Page:Charles Perrault - Les Contes de Perrault, edition Feron, Casterman, 1902.djvu/55

Cette page a été validée par deux contributeurs.

« Ma fille, demandez-en une,
Lui dit sa marraine tout bas,
Qui, plus brillante et moins commune,
Soit de la couleur de la lune ;
Il ne vous la donnera pas. »

A peine la princesse en eut fait la demande,
Que le roi dit à son brodeur :
« Que l’astre de la nuit n’ait pas plus de splendeur,
Et que dans quatre jours, sans faute, on me la rende ».

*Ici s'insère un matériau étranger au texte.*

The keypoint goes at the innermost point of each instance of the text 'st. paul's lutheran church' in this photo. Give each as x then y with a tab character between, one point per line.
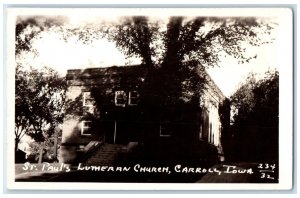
103	108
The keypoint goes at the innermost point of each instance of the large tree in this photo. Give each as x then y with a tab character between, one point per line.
39	93
39	100
256	118
177	52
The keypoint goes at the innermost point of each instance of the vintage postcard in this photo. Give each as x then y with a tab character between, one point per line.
162	98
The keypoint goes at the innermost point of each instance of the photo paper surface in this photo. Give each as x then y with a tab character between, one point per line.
140	98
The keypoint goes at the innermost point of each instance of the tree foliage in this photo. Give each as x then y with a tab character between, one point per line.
39	93
256	118
176	52
39	100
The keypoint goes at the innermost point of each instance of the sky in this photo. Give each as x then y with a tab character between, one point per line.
73	54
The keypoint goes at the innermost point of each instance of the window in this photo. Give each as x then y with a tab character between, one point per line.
87	99
120	98
86	128
165	130
133	98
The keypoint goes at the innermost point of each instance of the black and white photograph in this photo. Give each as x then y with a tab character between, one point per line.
150	98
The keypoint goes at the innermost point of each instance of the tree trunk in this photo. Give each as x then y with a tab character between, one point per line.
41	154
17	141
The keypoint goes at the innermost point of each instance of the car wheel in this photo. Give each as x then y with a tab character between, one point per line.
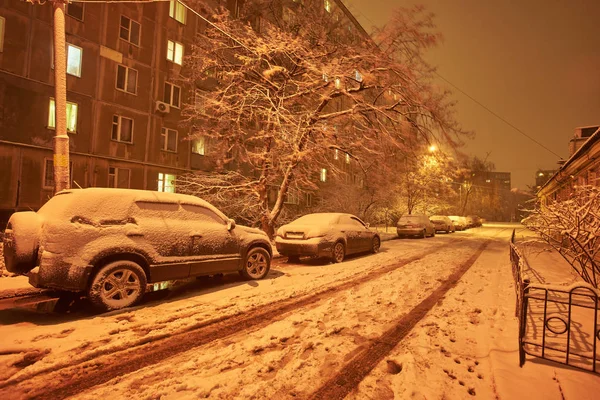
257	265
339	252
375	245
117	285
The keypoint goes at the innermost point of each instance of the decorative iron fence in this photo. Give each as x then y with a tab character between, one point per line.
557	323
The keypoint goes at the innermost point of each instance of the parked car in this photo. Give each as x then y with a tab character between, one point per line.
415	225
470	222
111	243
476	220
442	223
331	235
460	223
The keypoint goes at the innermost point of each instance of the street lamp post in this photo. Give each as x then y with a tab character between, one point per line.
61	139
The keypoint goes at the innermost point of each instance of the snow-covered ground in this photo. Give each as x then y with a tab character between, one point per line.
463	343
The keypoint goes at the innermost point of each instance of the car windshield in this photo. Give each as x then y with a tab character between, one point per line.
317	219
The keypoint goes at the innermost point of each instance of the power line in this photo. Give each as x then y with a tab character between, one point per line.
496	115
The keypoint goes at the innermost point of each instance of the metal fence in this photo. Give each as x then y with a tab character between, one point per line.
557	323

Le riche habillement fut fait au jour marqué,
Tel que le roi s’en était expliqué.
Dans les cieux où la nuit a déployé ses voiles,
La lune est moins pompeuse en sa robe d’argent,
Lors même qu’au milieu de son cours diligent
Sa plus vive clarté fait pâlir les étoiles.

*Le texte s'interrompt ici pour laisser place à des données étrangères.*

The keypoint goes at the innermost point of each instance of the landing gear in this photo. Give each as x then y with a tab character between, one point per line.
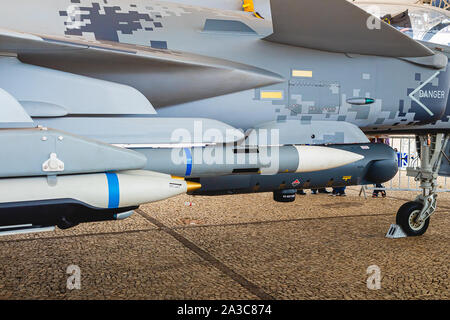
414	217
407	219
287	195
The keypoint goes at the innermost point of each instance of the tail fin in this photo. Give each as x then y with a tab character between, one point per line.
338	26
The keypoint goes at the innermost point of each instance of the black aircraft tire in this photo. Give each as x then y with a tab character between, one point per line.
406	216
283	197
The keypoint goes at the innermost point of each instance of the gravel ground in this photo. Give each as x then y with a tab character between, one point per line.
236	247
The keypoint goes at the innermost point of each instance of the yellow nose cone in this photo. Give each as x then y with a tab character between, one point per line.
191	186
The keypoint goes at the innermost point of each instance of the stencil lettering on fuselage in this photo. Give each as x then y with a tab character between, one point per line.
314	97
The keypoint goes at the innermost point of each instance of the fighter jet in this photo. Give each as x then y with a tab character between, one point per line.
235	101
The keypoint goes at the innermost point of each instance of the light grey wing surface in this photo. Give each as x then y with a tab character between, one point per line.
165	77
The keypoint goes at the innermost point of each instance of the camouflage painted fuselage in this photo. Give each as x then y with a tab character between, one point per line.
318	85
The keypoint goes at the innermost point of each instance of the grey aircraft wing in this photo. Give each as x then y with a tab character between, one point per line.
176	77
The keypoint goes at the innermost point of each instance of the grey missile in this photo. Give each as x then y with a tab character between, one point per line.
224	160
112	190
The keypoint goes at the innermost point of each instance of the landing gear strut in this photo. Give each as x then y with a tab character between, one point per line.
414	217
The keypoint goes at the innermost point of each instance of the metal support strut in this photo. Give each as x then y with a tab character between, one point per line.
431	152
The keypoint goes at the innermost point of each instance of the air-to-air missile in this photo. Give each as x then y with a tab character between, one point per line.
70	199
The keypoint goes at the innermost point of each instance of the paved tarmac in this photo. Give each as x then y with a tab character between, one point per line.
236	247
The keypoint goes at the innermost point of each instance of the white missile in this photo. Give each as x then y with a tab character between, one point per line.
99	190
316	158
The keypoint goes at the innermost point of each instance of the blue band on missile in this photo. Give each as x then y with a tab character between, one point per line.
113	190
188	162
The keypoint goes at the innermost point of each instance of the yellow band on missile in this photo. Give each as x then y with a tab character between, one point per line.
191	186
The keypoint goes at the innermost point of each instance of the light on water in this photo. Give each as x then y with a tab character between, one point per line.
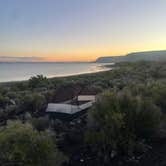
23	71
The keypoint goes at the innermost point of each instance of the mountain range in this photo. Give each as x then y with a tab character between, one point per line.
135	56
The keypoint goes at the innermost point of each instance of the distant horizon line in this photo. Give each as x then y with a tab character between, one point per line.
35	59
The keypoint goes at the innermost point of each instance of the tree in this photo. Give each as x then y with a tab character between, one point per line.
21	145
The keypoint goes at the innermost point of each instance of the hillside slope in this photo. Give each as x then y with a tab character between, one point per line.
136	56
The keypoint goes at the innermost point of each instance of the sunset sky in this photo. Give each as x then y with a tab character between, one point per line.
79	30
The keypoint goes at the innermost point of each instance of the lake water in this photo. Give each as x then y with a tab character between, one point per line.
23	71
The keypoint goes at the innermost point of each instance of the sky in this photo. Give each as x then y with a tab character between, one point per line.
79	30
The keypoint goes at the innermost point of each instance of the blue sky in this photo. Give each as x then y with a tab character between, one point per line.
64	30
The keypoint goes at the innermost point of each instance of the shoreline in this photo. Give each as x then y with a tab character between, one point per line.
105	68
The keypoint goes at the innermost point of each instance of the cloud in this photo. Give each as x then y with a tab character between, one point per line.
20	59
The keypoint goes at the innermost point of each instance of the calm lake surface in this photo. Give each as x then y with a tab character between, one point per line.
23	71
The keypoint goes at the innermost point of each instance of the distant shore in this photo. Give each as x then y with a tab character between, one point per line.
103	68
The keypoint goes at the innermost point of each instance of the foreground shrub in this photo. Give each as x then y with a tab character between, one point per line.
21	145
119	122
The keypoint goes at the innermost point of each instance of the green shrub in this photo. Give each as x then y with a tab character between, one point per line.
21	145
119	121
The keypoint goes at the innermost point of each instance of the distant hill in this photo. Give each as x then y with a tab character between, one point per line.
136	56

La princesse, admirant ce merveilleux habit,
Était à consentir presque délibérée ;
Mais, par sa marraine inspirée.
Au prince importun elle dit :
« Je ne saurais être contente,
Que je n’aie une robe encore plus brillante
Et de la couleur du soleil. »

Le prince après avoir assemblé son conseil,
Fit venir aussitôt un riche lapidaire.
Et lui commanda de la faire
D’un superbe tissu d’or et de diamants,
Disant que, s’il manquait à le bien satisfaire.
Il le ferait mourir au milieu des tourments.
Le prince fut exempt de s’en donner la peine ;
Car l’ouvrier industrieux,
Avant la fin de la semaine,
Fit apporter l’ouvrage précieux.
Si beau, si vif, si radieux.
Que le blond époux de Climène,
Lorsque sur la voûte des cieux
Dans son char d’or il se promène,
D’un plus brillant éclat n’éblouit pas les yeux.